Does alcohol affect speech? Yes. In 2014 scientists tested the impact of alcohol on the vocalisations of zebra finch songbirds. They found that:
“humans are not as strongly affected by alcohol in peripheral motor function as they are in speech, so alcohol may target speech through higher-level motor control pathways rather than through a general effect on the neuromuscular system.” (1)
Researchers David B. Pisoni and Christopher S. Martin examined the speech of drunken humans and found that:
“listeners can significantly discriminate between speech samples produced under sober and intoxicated conditions.”(2)
There is a precedent for analyzing the impact of alcohol on speech. In 1989 an investigation into the EXXON VALDEZ calamity by the National Transportation Safety Board (NTSB) examined The Master’s speech for alcohol-related effects and compared speech before and after the accident. It found: “four effects associated with alcohol consumption: slowed speech, speech errors, misarticulation of difficult sounds (“slurring”) and audible changes in speech quality.”
It concluded that: “Speech analysis appears to be a useful technique to provide secondary evidence of alcohol impairment.” (3)
Can alcohol can affect speech permanently? Here is just one way.
According to the U.S. Department of Health and Human Services, “a person who drinks heavily over a long period of time may have brain deficits that persist well after he or she achieves sobriety.” (4)
I would suggest that alcohol can affect the speech of post-drunken speakers even without the presence of brain damage.
Speech is highly contagious much like the flu. When humans hear speech they are prone to unconsciously absorbing its elemental factors and unknowingly re-recreating them. Though this contagion doesn’t always catch-on, it does in certain conditions and circumstances; one of these is under the influence of alcohol.
All of these factors show that it is possible for alcohol to become part of a national accent, provided that certain conditions are present.
Preconditions would include alcohol being regularly consumed (confirmed), that recreational use of alcohol was geographically widespread (confirmed), that alcohol was present at pivotal times when the culture and accent was being formed (very possible but difficult to confirm).
There is no need to build the case that alcohol has been central to modern Australian culture since its inception. It is clear. The available evidence and a number of pre-conditions indicate a strong possibility that alcohol did indeed sign its audible signature into the Australian accent.

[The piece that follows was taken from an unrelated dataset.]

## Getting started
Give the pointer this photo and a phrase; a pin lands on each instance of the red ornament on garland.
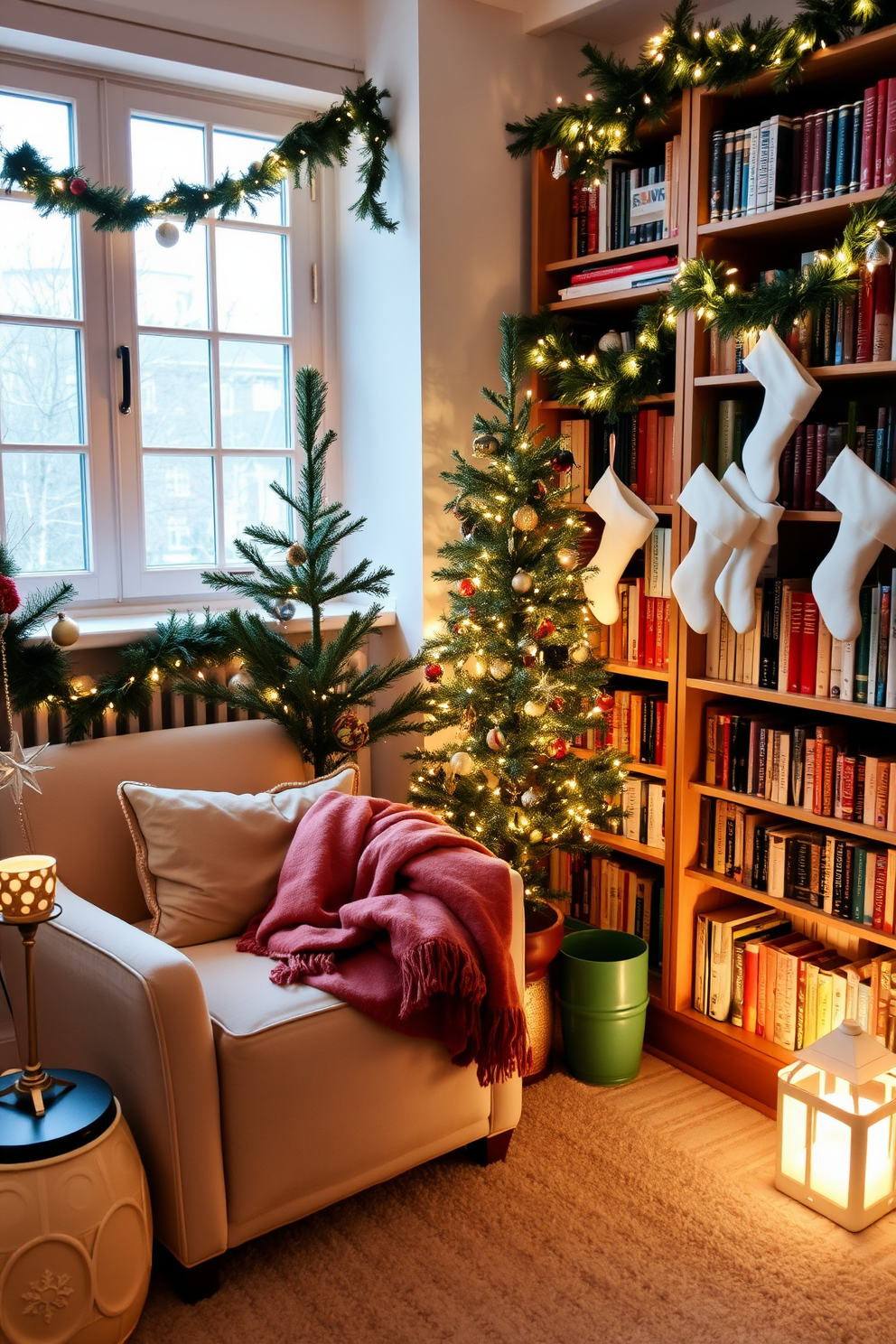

I would suggest that only the irrational would assume that it is impossible for our long-standing alcohol-centric culture to impact on areas like our national speech patterns. And I trust that the general public can cope with this subject matter without the patronising heavy-handed arm of censorship being flexed to protect them.
(1) Drinking Songs: Alcohol Effects on Learned Song of Zebra Finches. C.R. Olsen, D.C. Owen, A.E. Ryabinin, C.V. Mello. (2014) PLoS ONE 9(12):e115427. doi:10.1371/journal.pone.0115427.
(2) “Effects of Alcohol on the Acoustic-Phonetic Properties of Speech: Perceptual and Acoustic Analyses” David B. Pisoni and Christopher S. Martin
(3) “National Transportation Safety Board”:, Washington, D.C. 20594.
Aviation, Space, and Environmental Medicine [1991, 62(9 Pt 1):893-898]Brenner M, Cash JR
(4) U.S Department of Health and Human Services, National Institutes of Health, National Institute on Alcoholic Abuse and Alcoholism, “Alcohol Alert” Number 63 October 2004.